According to those he has served, he's done just that.

Established in memory of his father, Rabbi Yisroel Chanowitz, the Beis Yisroel Torah Gemach arranges for the repair and revival of old Torah scrolls, and dispatches them to shuls and Chabad Houses in need of long-term loans. The fund currently has 11 Torah scrolls undergoing repair and 10 on loan to Chabad centers.

Chanowitz estimates that more than 9,000 people have heard Torah readings from scrolls that were provided by the Beis Yisroel Torah Gemach.

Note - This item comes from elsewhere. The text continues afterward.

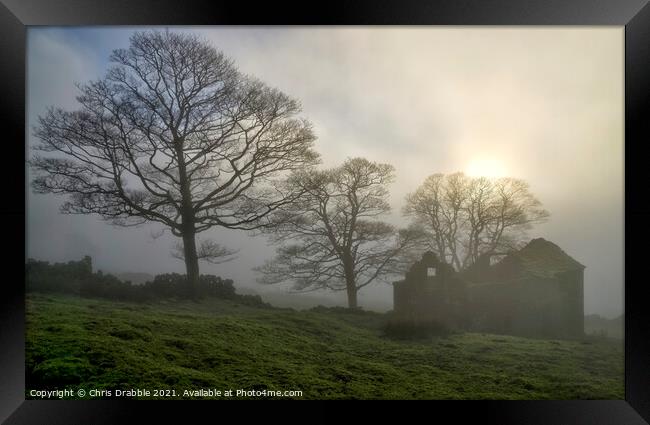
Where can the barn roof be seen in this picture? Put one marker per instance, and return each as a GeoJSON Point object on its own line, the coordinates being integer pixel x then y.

Inspired by the Rebbe—Rabbi Menachem M. Schneerson, of righteous memory—Chanowitz says that’s not nearly enough.

“The Rebbe told us not to be content with our accomplishments,” he says. “The Aibershter (the one above, G‑d) put this idea in my head, and I must keep on going.”

Though Chanowitz originally seeded this project, he says that continuing and growing the Torah free loan fund is dependent on incoming donations, as roughly $2,000 is needed to prepare each scroll for use.

“A sefer Torah is foundational for any shul,” attests Rabbi Mendy Kotlarsky of Merkos. “And just like any foundation, it is our hope that we will be able to bring even greater strength and stability to the shuls that are able to take advantage of this Torah gemach.”